Liquidation activities. At year-end 1976, the FDIC's Division of Liquidation was administering over 72,000 assets with an aggregate book value of approximately $2.6 billion. The largest portion of those assets, over $900 million, was real estate related. To liquidate those assets the Corporation employs approximately 600 persons in the Division of Liquidation. During 1976, the Division of Liquidation collected approximately $740 million from the assets of the closed banks held by the Corporation either directly or as receiver. The complexity of those assets has increased significantly during the past few years as a result of the larger bank closings.

In the Franklin National Bank (FNB) liquidation, the FDIC's largest, as of December 31, 1976, the Corporation had collected $1,124.7 million on assets held, and had paid $1,073.5 million of this amount to the Federal Reserve Bank of New York, thereby reducing the principal amount due on the "window" loan extended to FNB from $1,723.5 million at the time of the bank's closing on October 8, 1974, to $650 million at year-end

1976. Interest at the rate of 7.52 percent per annum will not be due until the note matures on October 8, 1977. The principal book value of assets remaining to be liquidated as of December 31, 1976, is approximately $1,208.6 million compared with the principal and accrued interest on the FDIC's outstanding debt to the Federal Reserve Bank of New York of $848.8 million.

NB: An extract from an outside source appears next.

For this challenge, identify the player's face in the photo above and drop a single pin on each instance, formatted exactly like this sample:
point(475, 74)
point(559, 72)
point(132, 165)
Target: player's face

On October 8, 1977, it is estimated that the Corporation will be required to advance approximately $465 million to $665 million to pay the Federal Reserve Bank the remaining balance due on the original $1,723.5-million obligation which was owed by Franklin as of its closing. Based on a number of assumptions as to the duration of the receivership, the pace of collections, and the results of matters in litigation, it is unlikely that the Corporation will suffer a loss in this very large failure.

Charters for two deposit insurance national banks established in 1975 were scheduled to terminate in 1977 according to the statute authorizing their establishment; and before the expiration of each charter, the FDIC must make arrangements to dispose of the bank's business. Deposit insurance national banks (DINB) were organized in accordance with section 11 of the Federal Deposit Insurance Act to deal with the failures in 1975 of Swope Parkway National Bank, Kansas City, Missouri, and The Peoples Bank of the Virgin Islands, St. Thomas, Virgin Islands. In such cases, the receiver of the closed bank immediately transfers to the new bank all insured and fully secured deposits in the closed bank, and those funds are available to their owners to the same extent that they were available before the bank's closing. By establishing a deposit insurance national bank the FDIC hopes to encourage local communities to consider the establishment and capitalization of a new bank.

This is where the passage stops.